The Snakemake workflow management system is a tool to create **reproducible and scalable** data analyses.
Workflows are described via a human readable, Python based language.
They can be seamlessly scaled to server, cluster, grid and cloud environments, without the need to modify the workflow definition.
Finally, Snakemake workflows can entail a description of required software, which will be automatically deployed to any execution environment.

Snakemake is **highly popular** with, `~3 new citations per week <https://badge.dimensions.ai/details/id/pub.1018944052>`_.


.. _manual-quick_example:

-------------
Quick Example
-------------

Snakemake workflows are essentially Python scripts extended by declarative code to define **rules**.
Rules describe how to create **output files** from **input files**.

.. code-block:: python

    rule targets:
        input:
            "plots/myplot.pdf"

    rule transform:
        input:
            "raw/{dataset}.csv"
        output:
            "transformed/{dataset}.csv"
        singularity:
            "docker://somecontainer:v1.0"
        shell:
            "somecommand {input} {output}"

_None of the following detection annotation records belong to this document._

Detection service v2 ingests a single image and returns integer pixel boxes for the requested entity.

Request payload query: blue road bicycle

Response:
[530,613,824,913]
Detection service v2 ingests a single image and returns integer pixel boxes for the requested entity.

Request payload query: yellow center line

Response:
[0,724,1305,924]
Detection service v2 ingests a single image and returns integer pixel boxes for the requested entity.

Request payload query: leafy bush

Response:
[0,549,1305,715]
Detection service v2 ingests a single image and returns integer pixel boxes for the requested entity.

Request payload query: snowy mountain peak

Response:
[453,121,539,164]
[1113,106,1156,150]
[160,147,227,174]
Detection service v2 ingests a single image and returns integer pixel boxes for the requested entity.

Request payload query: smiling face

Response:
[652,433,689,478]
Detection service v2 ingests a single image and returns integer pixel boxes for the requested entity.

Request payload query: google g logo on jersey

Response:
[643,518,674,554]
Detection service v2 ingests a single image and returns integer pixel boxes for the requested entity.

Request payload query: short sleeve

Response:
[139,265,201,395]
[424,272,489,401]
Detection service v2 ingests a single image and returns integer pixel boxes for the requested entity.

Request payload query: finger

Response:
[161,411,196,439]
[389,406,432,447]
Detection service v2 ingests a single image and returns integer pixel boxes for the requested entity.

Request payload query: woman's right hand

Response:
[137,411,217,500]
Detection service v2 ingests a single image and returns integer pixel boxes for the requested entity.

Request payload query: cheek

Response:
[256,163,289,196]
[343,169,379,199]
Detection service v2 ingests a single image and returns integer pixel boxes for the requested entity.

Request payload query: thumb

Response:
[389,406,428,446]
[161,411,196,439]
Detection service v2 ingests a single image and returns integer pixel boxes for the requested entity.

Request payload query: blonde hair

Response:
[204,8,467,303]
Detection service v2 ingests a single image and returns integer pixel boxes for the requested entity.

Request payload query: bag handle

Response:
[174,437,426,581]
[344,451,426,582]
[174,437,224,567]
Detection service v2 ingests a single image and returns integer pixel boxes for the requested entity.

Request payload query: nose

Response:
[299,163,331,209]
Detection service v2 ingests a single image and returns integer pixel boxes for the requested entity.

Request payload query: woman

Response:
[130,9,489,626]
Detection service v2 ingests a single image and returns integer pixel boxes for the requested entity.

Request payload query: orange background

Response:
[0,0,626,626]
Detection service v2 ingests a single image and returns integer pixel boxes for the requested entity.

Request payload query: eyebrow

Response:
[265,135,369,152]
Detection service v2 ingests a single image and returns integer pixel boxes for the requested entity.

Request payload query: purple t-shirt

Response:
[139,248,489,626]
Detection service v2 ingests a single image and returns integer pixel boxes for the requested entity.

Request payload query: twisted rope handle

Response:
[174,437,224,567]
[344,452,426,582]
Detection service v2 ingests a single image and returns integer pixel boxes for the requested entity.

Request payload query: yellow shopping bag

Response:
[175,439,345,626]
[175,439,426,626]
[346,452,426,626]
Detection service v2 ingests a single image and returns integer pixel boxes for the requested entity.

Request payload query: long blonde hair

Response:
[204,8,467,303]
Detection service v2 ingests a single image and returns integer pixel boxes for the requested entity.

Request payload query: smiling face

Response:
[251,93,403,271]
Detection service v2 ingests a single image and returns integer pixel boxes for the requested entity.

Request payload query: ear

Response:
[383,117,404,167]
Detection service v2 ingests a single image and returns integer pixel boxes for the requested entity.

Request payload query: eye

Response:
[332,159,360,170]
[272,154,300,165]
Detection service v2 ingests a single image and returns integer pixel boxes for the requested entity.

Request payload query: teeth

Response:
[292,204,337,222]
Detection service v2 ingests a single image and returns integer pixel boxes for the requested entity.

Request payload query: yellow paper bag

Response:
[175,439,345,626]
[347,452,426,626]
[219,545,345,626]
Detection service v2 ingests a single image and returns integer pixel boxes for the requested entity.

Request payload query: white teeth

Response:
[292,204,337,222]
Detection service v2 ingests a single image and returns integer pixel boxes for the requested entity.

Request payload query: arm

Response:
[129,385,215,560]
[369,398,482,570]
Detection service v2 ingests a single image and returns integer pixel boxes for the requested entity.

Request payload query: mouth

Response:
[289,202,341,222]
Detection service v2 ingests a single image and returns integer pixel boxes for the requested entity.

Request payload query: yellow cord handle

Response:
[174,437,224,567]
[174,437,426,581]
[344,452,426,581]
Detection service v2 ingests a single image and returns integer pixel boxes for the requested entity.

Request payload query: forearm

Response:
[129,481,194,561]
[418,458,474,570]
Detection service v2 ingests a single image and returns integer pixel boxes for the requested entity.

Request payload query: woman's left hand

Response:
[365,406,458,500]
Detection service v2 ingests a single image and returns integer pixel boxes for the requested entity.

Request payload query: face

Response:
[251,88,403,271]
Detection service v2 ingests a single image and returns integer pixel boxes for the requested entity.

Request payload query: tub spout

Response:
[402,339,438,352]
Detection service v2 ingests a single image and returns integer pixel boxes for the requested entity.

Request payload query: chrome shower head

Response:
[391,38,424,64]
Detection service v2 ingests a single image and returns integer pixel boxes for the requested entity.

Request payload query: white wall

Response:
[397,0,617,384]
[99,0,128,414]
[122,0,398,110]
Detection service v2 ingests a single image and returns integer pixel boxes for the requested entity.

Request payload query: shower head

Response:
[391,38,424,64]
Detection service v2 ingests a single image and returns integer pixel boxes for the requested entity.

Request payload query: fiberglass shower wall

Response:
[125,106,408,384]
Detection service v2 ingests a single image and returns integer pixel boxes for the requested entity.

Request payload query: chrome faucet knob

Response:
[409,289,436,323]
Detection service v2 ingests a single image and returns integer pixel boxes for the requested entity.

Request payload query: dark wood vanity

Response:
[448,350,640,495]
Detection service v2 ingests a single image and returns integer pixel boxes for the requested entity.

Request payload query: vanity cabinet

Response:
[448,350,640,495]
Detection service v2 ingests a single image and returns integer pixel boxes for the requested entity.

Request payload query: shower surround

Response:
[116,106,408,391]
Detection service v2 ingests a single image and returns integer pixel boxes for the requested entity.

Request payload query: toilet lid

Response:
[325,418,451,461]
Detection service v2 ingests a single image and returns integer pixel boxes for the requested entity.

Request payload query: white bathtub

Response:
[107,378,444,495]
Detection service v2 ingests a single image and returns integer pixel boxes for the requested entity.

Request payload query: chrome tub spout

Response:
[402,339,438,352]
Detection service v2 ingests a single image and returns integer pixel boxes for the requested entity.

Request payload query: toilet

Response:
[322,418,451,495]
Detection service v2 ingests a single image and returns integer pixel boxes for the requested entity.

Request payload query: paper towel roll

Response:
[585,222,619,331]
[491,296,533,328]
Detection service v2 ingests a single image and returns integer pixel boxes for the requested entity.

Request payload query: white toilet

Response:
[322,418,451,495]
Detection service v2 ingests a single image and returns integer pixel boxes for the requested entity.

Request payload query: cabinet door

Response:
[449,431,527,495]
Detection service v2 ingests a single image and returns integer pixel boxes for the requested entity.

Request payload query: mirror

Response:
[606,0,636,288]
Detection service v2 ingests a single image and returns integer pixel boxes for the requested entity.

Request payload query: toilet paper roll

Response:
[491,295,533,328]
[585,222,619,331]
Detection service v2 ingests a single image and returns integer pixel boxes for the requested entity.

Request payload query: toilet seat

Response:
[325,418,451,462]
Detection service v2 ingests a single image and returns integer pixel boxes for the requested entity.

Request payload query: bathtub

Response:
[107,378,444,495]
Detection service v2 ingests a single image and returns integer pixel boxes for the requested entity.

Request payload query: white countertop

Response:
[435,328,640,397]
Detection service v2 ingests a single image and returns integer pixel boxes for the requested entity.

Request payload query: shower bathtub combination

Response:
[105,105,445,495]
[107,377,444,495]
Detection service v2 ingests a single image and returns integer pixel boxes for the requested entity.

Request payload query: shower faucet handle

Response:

    rule aggregate_and_plot:
        input:
            expand("transformed/{dataset}.csv", dataset=[1, 2])
        output:
            "plots/myplot.pdf"
        conda:
            "envs/matplotlib.yaml"
        script:
            "scripts/plot.py"


* Similar to GNU Make, you specify targets in terms of a pseudo-rule at the top.
* For each target and intermediate file, you create rules that define how they are created from input files.
* Snakemake determines the rule dependencies by matching file names.
* Input and output files can contain multiple named wildcards.
* Rules can either use shell commands, plain Python code or external Python or R scripts to create output files from input files.
* Snakemake workflows can be easily executed on **workstations**, **clusters**, **the grid**, and **in the cloud** without modification. The job scheduling can be constrained by arbitrary resources like e.g. available CPU cores, memory or GPUs.
* Snakemake can automatically deploy required software dependencies of a workflow using `Conda <https://conda.io>`_ or `Singularity <https://sylabs.io/docs/>`_.
* Snakemake can use Amazon S3, Google Storage, Dropbox, FTP, WebDAV, SFTP and iRODS to access input or output files and further access input files via HTTP and HTTPS.


.. _main-getting-started:

---------------
Getting started
---------------

To get a first impression, see our `introductory slides <https://slides.com/johanneskoester/snakemake-short>`_ or watch the `live demo video <https://youtu.be/hPrXcUUp70Y>`_.
News about Snakemake are published via `Twitter <https://twitter.com/search?l=&q=%23snakemake%20from%3Ajohanneskoester>`_.
To learn Snakemake, please do the :ref:`tutorial`, and see the :ref:`FAQ <project_info-faq>`.

.. _main-support:

-------
Support
-------

* For releases, see :ref:`Changelog <changelog>`.
* Check :ref:`frequently asked questions (FAQ) <project_info-faq>`.
* In case of questions, please post on `stack overflow <https://stackoverflow.com/questions/tagged/snakemake>`_.
* To discuss with other Snakemake users, you can use the `mailing list <https://groups.google.com/forum/#!forum/snakemake>`_. **Please do not post questions there. Use stack overflow for questions.**
* For bugs and feature requests, please use the `issue tracker <https://github.com/snakemake/snakemake/issues>`_.
* For contributions, visit Snakemake on `Github <https://github.com/snakemake/snakemake>`_ and read the :ref:`guidelines <project_info-contributing>`.

--------
Citation
--------

`Köster, Johannes and Rahmann, Sven. "Snakemake - A scalable bioinformatics workflow engine". Bioinformatics 2012. <http://bioinformatics.oxfordjournals.org/content/28/19/2520>`_

See :doc:`Citations <project_info/citations>` for more information.

---------
Resources
---------

`Snakemake Wrappers Repository <https://snakemake-wrappers.readthedocs.org>`_
    The Snakemake Wrapper Repository is a collection of reusable wrappers that allow to quickly use popular tools from Snakemake rules and workflows.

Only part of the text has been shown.